Poursuivre le chemin
« À quoi allons-nous comparer le règne de Dieu ? Par quelle parabole pouvons-nous le représenter ? » (Mc 4, 30). La Parole du Seigneur précède toute parole de l’Église. Les paroles des disciples, même celles d’un synode, ne sont qu’un écho de ce qu’Il dit lui-même.
Pour annoncer le Royaume, Jésus a choisi de parler en paraboles. Il a trouvé dans les expériences fondamentales de la vie humaine – dans les signes de la nature, dans les gestes du travail, dans les faits de la vie quotidienne – les images pour révéler le mystère de Dieu. Il nous dit ainsi que le Royaume nous dépasse, mais qu’il ne nous est pas étranger. Ou bien nous le voyons dans les réalités du monde, ou bien nous ne le verrons jamais.

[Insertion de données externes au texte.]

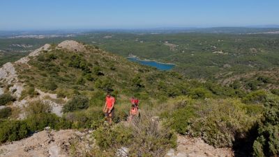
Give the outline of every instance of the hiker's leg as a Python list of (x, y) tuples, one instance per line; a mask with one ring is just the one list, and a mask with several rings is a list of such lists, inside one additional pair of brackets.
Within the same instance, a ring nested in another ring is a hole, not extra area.
[(112, 122), (112, 113), (109, 115), (109, 124), (111, 124)]

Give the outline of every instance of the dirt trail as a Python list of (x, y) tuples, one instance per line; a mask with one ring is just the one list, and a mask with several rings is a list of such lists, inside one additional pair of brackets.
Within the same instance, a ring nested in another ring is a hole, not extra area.
[[(73, 130), (43, 131), (29, 138), (0, 146), (0, 156), (82, 156), (85, 147), (93, 147), (89, 133)], [(70, 154), (71, 144), (75, 144), (77, 150), (75, 154)]]

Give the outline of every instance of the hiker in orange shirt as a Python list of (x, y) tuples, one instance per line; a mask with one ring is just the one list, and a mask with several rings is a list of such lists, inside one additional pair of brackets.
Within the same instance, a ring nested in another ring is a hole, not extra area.
[(130, 122), (135, 116), (137, 116), (138, 113), (137, 108), (135, 105), (132, 105), (128, 122)]
[(103, 108), (103, 112), (105, 113), (105, 116), (109, 124), (111, 124), (112, 119), (114, 117), (114, 104), (115, 99), (110, 93), (107, 94), (105, 97), (105, 104)]

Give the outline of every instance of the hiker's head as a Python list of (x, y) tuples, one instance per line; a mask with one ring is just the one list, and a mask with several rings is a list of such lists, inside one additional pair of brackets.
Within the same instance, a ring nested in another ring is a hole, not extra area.
[(110, 94), (110, 92), (107, 93), (107, 97), (110, 97), (110, 96), (112, 96), (112, 95)]

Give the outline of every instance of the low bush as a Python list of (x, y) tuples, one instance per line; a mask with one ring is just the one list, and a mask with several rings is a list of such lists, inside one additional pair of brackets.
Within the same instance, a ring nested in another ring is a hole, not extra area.
[(239, 99), (186, 100), (177, 101), (173, 111), (163, 113), (165, 124), (216, 147), (232, 147), (238, 135), (245, 137), (262, 114), (262, 106), (247, 106)]
[(126, 147), (130, 156), (163, 156), (169, 149), (176, 146), (175, 133), (167, 128), (160, 128), (158, 119), (147, 114), (134, 119), (131, 126), (105, 124), (93, 132), (93, 137), (102, 150), (110, 149), (114, 156)]
[(0, 109), (0, 119), (7, 118), (12, 115), (12, 109), (10, 107), (6, 107)]
[(75, 110), (86, 109), (89, 107), (89, 99), (82, 95), (75, 95), (63, 106), (63, 112), (68, 113)]
[(58, 88), (57, 85), (53, 81), (46, 81), (44, 83), (43, 87), (46, 90), (51, 90), (51, 91), (54, 91), (54, 90), (56, 90)]
[(276, 156), (279, 154), (279, 97), (268, 95), (264, 107), (259, 135), (253, 144), (253, 155)]
[(8, 103), (15, 101), (15, 99), (9, 93), (0, 95), (0, 106), (5, 106)]
[(267, 94), (264, 90), (256, 90), (250, 92), (243, 98), (243, 101), (248, 104), (260, 104), (266, 101)]
[(46, 101), (36, 100), (28, 103), (25, 110), (29, 115), (35, 115), (38, 113), (50, 113), (52, 108)]
[(19, 140), (30, 133), (24, 121), (6, 120), (0, 123), (0, 143)]
[(43, 131), (46, 126), (52, 129), (56, 128), (59, 117), (54, 113), (41, 113), (32, 115), (25, 119), (29, 129), (32, 131)]
[(202, 88), (196, 88), (189, 91), (189, 95), (193, 99), (204, 99), (211, 97), (211, 93)]

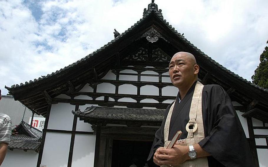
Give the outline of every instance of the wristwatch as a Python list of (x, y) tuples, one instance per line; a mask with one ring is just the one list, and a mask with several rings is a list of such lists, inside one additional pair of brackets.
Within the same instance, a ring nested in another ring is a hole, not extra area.
[(193, 159), (196, 158), (196, 157), (197, 156), (196, 152), (194, 149), (193, 146), (192, 145), (190, 145), (189, 146), (189, 152), (188, 152), (188, 154), (191, 159)]

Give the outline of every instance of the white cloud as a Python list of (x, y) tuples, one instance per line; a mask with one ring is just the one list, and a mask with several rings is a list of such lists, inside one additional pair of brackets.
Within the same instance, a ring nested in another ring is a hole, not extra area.
[[(32, 80), (84, 57), (112, 40), (114, 28), (122, 33), (139, 20), (150, 1), (40, 1), (37, 19), (23, 1), (0, 1), (0, 88), (6, 93), (5, 85)], [(268, 37), (268, 1), (155, 2), (192, 43), (250, 80)]]

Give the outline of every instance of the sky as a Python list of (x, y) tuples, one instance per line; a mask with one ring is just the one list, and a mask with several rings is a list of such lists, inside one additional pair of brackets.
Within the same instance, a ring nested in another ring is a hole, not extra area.
[[(67, 66), (142, 17), (150, 0), (0, 0), (0, 89)], [(267, 45), (268, 1), (155, 0), (164, 19), (248, 81)]]

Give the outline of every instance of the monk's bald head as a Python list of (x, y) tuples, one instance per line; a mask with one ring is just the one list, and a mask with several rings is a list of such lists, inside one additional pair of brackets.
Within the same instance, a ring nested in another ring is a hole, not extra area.
[(176, 58), (177, 56), (183, 56), (187, 58), (187, 59), (192, 64), (193, 66), (196, 64), (196, 60), (194, 56), (192, 54), (185, 52), (179, 52), (176, 53), (173, 55), (171, 59), (171, 60), (173, 58)]

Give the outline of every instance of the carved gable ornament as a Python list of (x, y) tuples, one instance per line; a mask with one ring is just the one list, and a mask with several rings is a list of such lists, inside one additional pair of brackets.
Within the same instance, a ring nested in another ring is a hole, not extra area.
[(144, 37), (146, 37), (148, 41), (152, 43), (157, 41), (159, 38), (162, 38), (165, 41), (169, 43), (167, 40), (153, 27), (144, 34), (141, 37), (141, 38)]

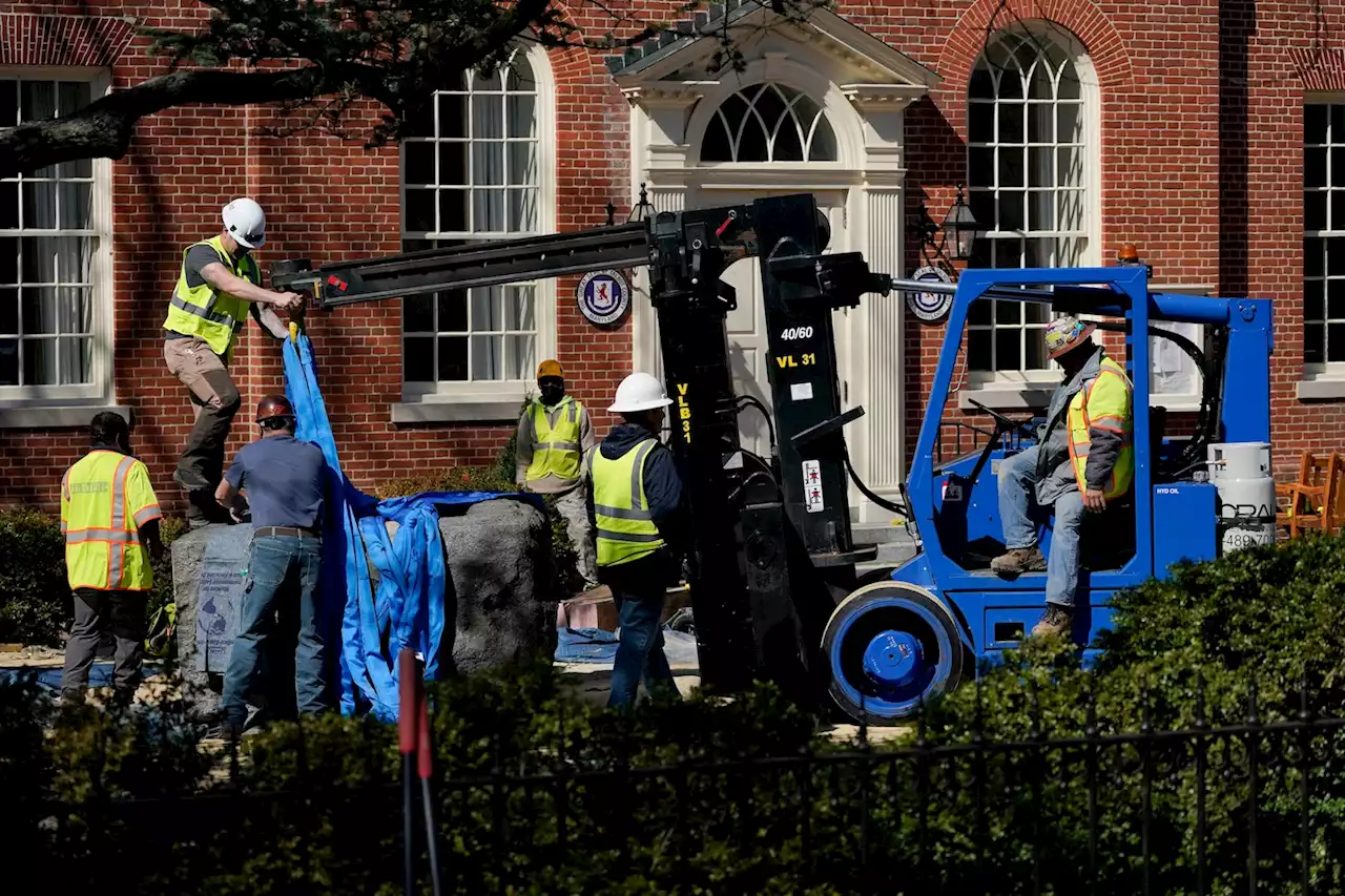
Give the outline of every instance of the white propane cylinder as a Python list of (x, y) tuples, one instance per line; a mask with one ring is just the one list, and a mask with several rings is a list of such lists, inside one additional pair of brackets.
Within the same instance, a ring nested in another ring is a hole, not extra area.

Jésus a vu dans le grain tombé en terre la représentation de son destin. Un rien, destiné apparemment à pourrir, mais finalement habité par un dynamisme de vie inexorable, imprévisible, pascal. Un dynamisme appelé à donner la vie, à devenir pain pour la multitude. Destiné à devenir Eucharistie.
Aujourd’hui, dans une culture de lutte pour la suprématie et d’obsession pour la visibilité, l’Église est appelée à répéter les paroles de Jésus, à les faire revivre dans toute leur force.
« À quoi allons-nous comparer le règne de Dieu ? Par quelle parabole pouvons-nous le représenter ? » Cette demande du Seigneur éclaire le travail qui nous attend. Il ne s’agit pas de nous disperser sur de nombreux fronts, dans une logique d’efficacité et de procédures. Il s’agit plutôt de recueillir, parmi les nombreuses paroles et propositions de ce Rapport, ce qui apparaît comme une petite graine, mais pleine d’avenir, et d’imaginer comment la déposer dans la terre qui la fera mûrir pour la vie d’une multitude.
« Comment cela va-t-il se faire ? », se demande Marie à Nazareth (Lc 1, 34) après avoir écouté la Parole. Il n’y a qu’une seule réponse : demeurer à l’ombre de l’Esprit et se laisser envelopper par sa puissance.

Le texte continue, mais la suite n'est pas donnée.